Cartesian coordinates algorithmb question

Question

On the 2D grid, there is a cartesian coordinate C(Cx,Cy) which is a center of square and it has 'b' of radius.

And there are two points P1(x1,y1), P2(x2,y2). When I connect P1 with P2 directly by line, there should be a straight line.

I wanna make the pseudo code that checking whether the straight line between P1 and P2 is on the square area or not.

The argument would be center point and two different points and radius.

Square center: (Cx,Cy)

Two points: P1(x1,y1), P2(x2,y2)

Radius: 'b'

function Straight ((x1,y1),(x2,y2),(Cx,Cy),b)

If the straight line is not on the square area, it should return true, if it is on the square area, it should return false.

Answer 1

You can convert this problem (by projecting the coordinates) to a square at (0, 0) with "radius" 1.

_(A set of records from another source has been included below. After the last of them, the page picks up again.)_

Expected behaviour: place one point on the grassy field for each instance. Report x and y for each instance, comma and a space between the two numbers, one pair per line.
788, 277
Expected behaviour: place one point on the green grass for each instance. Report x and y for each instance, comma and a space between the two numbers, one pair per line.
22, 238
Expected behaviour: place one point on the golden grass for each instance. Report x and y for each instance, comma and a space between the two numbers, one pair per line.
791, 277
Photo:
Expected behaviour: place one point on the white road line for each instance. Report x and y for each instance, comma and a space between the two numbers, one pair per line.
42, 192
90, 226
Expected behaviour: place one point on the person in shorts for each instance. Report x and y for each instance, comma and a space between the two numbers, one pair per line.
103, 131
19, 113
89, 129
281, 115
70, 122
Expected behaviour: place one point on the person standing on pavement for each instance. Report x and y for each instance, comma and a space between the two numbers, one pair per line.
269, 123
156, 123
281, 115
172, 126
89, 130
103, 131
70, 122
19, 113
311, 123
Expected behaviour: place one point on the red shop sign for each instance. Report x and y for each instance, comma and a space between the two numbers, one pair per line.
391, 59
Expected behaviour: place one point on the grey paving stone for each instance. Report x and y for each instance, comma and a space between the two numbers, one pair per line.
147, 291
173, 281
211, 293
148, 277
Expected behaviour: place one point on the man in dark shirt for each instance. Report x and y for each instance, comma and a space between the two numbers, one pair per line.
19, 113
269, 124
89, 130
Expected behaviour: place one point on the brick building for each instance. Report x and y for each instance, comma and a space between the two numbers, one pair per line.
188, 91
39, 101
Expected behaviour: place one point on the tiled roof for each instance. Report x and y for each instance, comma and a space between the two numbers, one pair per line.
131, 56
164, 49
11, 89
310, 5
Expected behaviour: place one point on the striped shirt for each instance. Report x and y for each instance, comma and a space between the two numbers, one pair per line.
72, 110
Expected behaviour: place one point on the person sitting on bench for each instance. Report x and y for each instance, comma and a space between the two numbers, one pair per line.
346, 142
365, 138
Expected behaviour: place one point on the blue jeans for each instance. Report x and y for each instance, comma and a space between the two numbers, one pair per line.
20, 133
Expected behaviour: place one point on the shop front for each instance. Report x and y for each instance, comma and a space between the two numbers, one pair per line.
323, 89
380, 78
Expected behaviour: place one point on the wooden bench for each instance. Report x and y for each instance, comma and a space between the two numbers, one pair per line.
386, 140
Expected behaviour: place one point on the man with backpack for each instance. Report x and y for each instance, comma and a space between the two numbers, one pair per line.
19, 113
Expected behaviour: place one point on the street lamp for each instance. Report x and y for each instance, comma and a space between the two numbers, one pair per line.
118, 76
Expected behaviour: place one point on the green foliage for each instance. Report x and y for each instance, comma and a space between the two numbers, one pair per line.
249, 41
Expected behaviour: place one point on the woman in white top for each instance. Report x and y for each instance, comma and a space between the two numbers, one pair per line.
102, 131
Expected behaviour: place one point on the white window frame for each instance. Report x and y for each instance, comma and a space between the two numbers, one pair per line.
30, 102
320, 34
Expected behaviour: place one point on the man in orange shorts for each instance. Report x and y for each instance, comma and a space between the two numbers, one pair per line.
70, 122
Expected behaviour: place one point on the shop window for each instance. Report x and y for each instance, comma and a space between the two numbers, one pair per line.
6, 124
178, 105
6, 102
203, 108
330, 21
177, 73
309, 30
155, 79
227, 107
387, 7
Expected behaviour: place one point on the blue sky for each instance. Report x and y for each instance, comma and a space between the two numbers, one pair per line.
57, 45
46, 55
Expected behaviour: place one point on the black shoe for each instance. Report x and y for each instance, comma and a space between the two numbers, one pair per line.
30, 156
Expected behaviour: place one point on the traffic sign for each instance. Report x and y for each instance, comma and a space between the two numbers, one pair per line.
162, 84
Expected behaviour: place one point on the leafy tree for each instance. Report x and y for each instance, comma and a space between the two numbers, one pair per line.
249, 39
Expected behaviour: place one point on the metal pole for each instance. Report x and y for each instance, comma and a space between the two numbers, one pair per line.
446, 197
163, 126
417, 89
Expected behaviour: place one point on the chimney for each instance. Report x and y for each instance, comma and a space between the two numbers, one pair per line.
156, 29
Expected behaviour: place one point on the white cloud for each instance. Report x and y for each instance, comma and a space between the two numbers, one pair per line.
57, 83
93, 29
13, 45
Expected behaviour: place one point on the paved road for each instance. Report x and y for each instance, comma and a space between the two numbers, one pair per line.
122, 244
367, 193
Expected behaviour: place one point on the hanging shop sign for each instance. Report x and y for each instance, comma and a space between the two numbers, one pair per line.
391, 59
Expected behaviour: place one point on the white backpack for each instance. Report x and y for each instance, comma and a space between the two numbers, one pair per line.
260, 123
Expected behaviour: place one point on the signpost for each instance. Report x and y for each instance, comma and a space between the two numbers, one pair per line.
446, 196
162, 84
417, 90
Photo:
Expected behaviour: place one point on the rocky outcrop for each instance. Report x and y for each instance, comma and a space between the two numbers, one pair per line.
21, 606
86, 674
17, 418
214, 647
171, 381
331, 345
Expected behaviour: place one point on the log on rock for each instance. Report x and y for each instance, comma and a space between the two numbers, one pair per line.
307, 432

For determining whether the line segment (p₁, p₂) crosses the top side of the square, you can first test these conditions:

• (y₂ - 1) * (y₂ - 1) > 0. If this is true, it means that the line segment is completely above the top of the square, or completely below it.

• y₁ = y₂. If this is true, the line segment is parallel with the square.

In all other cases, the x-coordinate of the intersection point is:

          x = x₁ - y₁ * (x₂ - x₁) / (y₂ - y₁)

If this x is not in the range [-1, 1], the line segment does not intersect the top of the square.

A similar operation can be done for the three other sides.

If any of them gives an intersection coordinate in the range [-1, 1], the function straight should return true, and false otherwise.

Here is an interactive JavaScript implementation with which you can draw a line segment (by "dragging" the mouse) near a square. The square will highlight when the call to straight returns true:

function intersectionWithXaxis(x1, y1, x2, y2) {
    if (y1 * y2 > 0 || y1 === y2) return Infinity; // No intersection
    return x1 - y1 * (x2 - x1) / (y2 - y1); // x-coordinate of intersection
}

function straight(x1, y1, x2, y2, cx, cy, b) {
    // Project the coordinates so the square is at (0, 0) with "radius" 1
    x1 = (x1-cx)/b;
    y1 = (y1-cy)/b;
    x2 = (x2-cx)/b;
    y2 = (y2-cy)/b;
    let z;
    // Get intersections with top, bottom, left and right side of box:
    z = intersectionWithXaxis(x1, y1-1, x2, y2-1);
    if (Math.abs(z) <= 1) return true;
    z = intersectionWithXaxis(x1, y1+1, x2, y2+1);
    if (Math.abs(z) <= 1) return true;
    // We can use the same function for vertical line intersections by swapping x and y
    z = intersectionWithXaxis(y1, x1-1, y2, x2-1);
    if (Math.abs(z) <= 1) return true;
    z = intersectionWithXaxis(y1, x1+1, y2, x2+1);
    if (Math.abs(z) <= 1) return true;
    return false;
}

let cx = 100;
let cy = 60;
let b = 30;
let x1, y1, x2, y2;

// I/O handling

let canvas = document.querySelector("canvas");
let ctx = canvas.getContext("2d");
ctx.fillStyle = "yellow";
let isMouseDown = false;

function draw() {
    ctx.clearRect(0, 0, canvas.width, canvas.height);
    ctx.beginPath();
    ctx.rect(cx-b, cy-b, 2*b, 2*b);
    ctx.stroke();
    
    if (!isMouseDown) return;
    // Call the main function. If true, highlight the square
    if (straight(x1, y1, x2, y2, cx, cy, b)) ctx.fill();
    
    ctx.beginPath();
    ctx.moveTo(x1, y1);
    ctx.lineTo(x2, y2);
    ctx.stroke();
}

canvas.addEventListener("mousedown", function(e) {
    x1 = e.clientX - this.offsetLeft;
    y1 = e.clientY - this.offsetTop;
    isMouseDown = true;
});
canvas.addEventListener("mousemove", function(e) {
    if (!isMouseDown) return;
    x2 = e.clientX - this.offsetLeft;
    y2 = e.clientY - this.offsetTop;
    draw();
});
canvas.addEventListener("mouseup", function(e) {
    isMouseDown = false;
});

draw();

<canvas width="400" height="180"></canvas>